As artificially constructed, baseball players labor market has been cross-segmented into three tiers of experience: Tier 1 (T1) = 0-2 years of service for players who are effectively controlled under a vestige of the former MLB player reserve system, Tier 2 (T2) = 3-5 years of service for arbitration eligible players, and Tier 3 (T3) players with 6 full years of MLB service  are free agents. On average T1 players are paid the minimum MLB salary which is roughly one-third of their marginal revenue product ($WAR), T2 players are paid about two-thirds of their MRP and T3 is paid about a third more than MRP or $WAR.

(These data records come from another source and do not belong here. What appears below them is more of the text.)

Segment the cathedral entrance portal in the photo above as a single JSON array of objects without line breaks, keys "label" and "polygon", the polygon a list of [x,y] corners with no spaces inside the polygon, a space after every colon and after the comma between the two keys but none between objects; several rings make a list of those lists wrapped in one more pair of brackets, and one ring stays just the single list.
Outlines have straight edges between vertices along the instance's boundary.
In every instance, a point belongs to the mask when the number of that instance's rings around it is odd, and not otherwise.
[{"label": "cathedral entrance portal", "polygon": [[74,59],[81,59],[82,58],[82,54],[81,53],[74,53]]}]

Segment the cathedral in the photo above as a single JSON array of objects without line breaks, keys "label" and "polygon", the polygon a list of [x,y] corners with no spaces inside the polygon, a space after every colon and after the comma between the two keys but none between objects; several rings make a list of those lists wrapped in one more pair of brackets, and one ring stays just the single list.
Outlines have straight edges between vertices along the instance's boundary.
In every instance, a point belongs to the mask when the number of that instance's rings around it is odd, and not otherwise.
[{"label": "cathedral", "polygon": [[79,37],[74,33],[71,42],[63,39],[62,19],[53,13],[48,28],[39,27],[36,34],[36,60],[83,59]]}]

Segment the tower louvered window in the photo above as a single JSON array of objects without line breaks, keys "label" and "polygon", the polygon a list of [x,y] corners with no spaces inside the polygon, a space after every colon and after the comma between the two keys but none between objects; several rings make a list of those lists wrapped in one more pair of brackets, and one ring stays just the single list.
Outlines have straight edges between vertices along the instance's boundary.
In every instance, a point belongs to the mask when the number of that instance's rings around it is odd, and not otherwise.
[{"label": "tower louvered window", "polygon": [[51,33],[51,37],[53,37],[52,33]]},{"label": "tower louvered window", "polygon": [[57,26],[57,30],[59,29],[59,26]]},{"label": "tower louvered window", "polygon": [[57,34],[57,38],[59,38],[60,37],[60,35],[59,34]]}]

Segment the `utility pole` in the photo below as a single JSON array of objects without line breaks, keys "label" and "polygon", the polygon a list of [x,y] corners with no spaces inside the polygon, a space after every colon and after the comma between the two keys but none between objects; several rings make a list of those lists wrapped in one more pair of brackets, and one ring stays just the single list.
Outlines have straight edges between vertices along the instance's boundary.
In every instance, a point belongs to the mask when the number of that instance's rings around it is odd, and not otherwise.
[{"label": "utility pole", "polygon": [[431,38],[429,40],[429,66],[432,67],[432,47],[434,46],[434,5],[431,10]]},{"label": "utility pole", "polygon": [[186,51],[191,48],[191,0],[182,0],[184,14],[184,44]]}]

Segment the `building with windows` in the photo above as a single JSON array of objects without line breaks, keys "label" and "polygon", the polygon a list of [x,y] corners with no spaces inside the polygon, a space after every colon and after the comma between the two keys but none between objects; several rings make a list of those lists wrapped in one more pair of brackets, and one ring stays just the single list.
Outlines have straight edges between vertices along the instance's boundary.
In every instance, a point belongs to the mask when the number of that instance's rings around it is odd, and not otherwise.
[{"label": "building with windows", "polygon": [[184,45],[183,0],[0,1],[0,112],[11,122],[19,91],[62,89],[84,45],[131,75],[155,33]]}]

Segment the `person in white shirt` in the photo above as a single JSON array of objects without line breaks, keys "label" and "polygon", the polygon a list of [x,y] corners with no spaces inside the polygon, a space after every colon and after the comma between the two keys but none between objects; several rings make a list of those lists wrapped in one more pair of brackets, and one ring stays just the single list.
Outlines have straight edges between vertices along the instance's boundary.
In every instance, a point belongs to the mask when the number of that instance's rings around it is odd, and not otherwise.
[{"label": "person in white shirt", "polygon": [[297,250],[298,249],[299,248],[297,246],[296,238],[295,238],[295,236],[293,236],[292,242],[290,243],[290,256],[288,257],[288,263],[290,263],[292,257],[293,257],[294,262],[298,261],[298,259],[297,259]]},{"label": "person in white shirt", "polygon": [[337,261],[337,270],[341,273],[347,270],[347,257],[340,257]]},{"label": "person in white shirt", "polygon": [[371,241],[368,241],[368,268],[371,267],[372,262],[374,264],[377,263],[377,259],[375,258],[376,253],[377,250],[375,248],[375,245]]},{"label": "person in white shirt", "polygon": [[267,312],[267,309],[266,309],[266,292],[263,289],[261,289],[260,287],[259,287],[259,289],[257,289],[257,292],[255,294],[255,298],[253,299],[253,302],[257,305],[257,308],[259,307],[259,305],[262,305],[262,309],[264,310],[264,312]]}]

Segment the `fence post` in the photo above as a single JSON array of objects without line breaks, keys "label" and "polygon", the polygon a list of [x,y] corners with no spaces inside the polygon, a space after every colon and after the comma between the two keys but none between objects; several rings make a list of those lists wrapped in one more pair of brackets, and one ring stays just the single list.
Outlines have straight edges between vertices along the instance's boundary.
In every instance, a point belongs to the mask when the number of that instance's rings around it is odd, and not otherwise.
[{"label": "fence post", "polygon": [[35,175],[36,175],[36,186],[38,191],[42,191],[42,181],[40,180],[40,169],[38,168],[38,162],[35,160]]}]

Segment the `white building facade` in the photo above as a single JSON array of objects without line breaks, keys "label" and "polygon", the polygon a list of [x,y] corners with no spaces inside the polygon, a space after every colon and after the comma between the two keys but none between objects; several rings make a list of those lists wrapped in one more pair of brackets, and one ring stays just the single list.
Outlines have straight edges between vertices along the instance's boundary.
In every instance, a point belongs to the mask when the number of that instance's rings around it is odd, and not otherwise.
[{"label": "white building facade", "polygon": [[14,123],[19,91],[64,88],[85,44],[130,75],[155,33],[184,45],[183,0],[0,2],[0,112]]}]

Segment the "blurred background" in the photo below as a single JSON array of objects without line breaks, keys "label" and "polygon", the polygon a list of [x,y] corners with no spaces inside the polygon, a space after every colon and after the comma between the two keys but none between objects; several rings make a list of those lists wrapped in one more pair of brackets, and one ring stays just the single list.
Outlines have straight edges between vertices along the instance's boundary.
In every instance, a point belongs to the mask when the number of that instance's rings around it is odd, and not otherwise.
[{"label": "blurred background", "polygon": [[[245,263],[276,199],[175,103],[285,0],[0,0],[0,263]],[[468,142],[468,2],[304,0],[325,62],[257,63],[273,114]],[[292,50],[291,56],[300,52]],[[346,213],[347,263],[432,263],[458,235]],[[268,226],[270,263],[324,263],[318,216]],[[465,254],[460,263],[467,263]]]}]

Underpayment in Tier 1 is justified economically as player development cost recovery (which has shifted to NCAA in the last decade). Over-payment in Tier 3 is the systematic outcome of the artificial limitation of the number of players eligible for free agency.

MLB teams have one buyer (monopsony) power of exploitation of players under their control in T1 and T2, which switches after 6 seasons to one seller (monopoly) power of free agent players over the clubs in Tier 3. In a free agent auction the winning bid systematically pays the player the highest estimate of his value rather than the most accurate estimate.

The internal market solution to competition is when mid-market clubs develop their own bargain underpaid (exploited) talent in Tier 1 and 2 and release their systematically overpaid talent in T3. Baseball’s current “tanking problem” occurs when large market clubs adopt the same efficient internalization strategy followed by mid-market clubs over the course of MLB’s 8-10 year talent cycle.

  1. What do the 2019 and 2018 off seasons tell consumers and baseball players about the path free agency is heading? Are the days of the 10 year contract over?

We are experiencing the de facto end of Tier 3 free agency as we have known it since 1976. The days of the inefficient ten-year contract are toast.

  1. Is baseball hurting from Harper and Machado not signing or is it creating more consumer intrigue?

As the labor market is currently constructed, Harper and Machado are simply not worth the risk. Fans in all markets regardless of size prefer home-grown talent. Large market price setters burned in the past by the winner’s curse of inefficient free-agent signings are gradually adopting the passive wait and see price taking attitudes of the mid-market clubs of the present.

  1. How can the MLB become more engaging, particularly with consumers of younger generations?

Build a winning team the home-grown baseball way, and they will come.

  1. Do you think a strike is in the cards for the player’s association if they feel that they are being colluded against?

The MLB solution is relatively simple. Teams are not necessarily colluding if they are all following the efficient price signals of the market particularly in the free agent Tier 3. It is probably time to reconsider the artificially segmented labor market for MLB players under the current reality of the baseball world.

Set the seniority requirement for free agent eligibility at four years of MLB service instead of six. MLB clubs can still recover player development costs and the price and terms of T3 free agent contracts will move toward their true and efficient market value.